Waktu SD saya belajar MS-DOS, Word Star, dan Lotus 123 dari Bapak saya, waktu itu saya dikenalkan dengan IBM 486 DX2. Seiring waktu, SMP saya sering sekali iseng bikin banyak game dengan Turbo Pascal, dan kemudian mengenal Borland Delphi. Saat SMA, dan masa kuliah, komputer pun berkembang sangat pesat hingga kantong tidak mumpuni lagi untuk mengikuti, dan belajar network jadi lebih menarik.
Mendekati akhir perkuliahan akhirnya banyak berlabuh di jaringan berbasis Linux, dan teknologi buatannya Cisco Systems. Dari dua aras itulah saya kemudian belajar banyak hal hingga kini.
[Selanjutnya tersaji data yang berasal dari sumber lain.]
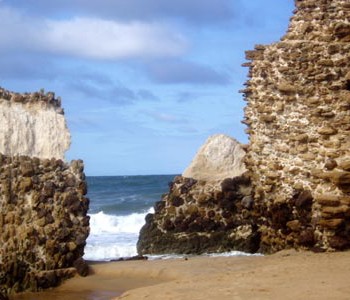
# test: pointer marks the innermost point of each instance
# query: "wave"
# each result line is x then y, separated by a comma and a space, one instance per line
101, 223
112, 237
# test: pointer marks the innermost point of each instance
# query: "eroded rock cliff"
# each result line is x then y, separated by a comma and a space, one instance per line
296, 193
33, 125
205, 213
298, 117
43, 208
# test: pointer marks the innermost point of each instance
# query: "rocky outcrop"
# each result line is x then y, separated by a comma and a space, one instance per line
205, 214
298, 116
32, 125
43, 208
219, 158
298, 159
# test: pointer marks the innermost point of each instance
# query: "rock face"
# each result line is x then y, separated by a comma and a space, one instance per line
43, 208
298, 116
296, 193
219, 158
32, 125
205, 214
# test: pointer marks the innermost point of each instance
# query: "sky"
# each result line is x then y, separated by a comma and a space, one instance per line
143, 82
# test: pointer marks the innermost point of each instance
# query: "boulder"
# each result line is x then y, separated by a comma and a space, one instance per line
220, 157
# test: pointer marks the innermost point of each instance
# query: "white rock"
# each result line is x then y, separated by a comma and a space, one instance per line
220, 157
35, 130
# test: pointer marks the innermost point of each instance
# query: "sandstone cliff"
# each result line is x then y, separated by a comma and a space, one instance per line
43, 208
205, 213
298, 116
33, 125
220, 157
296, 193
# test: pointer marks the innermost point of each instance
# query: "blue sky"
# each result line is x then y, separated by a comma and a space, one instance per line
143, 82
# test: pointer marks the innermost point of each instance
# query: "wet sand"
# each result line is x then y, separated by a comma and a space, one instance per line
285, 275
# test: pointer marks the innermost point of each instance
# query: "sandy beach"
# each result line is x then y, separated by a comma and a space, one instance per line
285, 275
Refleksi saya, saya sejujurnya tidak lebih pintar dari para engineer kami yang usianya jauh lebih muda, yang mungkin sebelum lulus sekolah pun sudah handling perangkat canggih. Otaknya masih fresh dan mampu menguasai advance teknologi.
Saya menemukan bahwa di atas kepandaian para engineer muda, ada satu hal penting yang perlu dimiliki: kemampuan problem solving, dan ternyata kemampuan itu bukan soal seberapa pintar kita mengetahui banyak hal. Ternyata kemampuan untuk menemukan definisi masalah adalah kuncinya.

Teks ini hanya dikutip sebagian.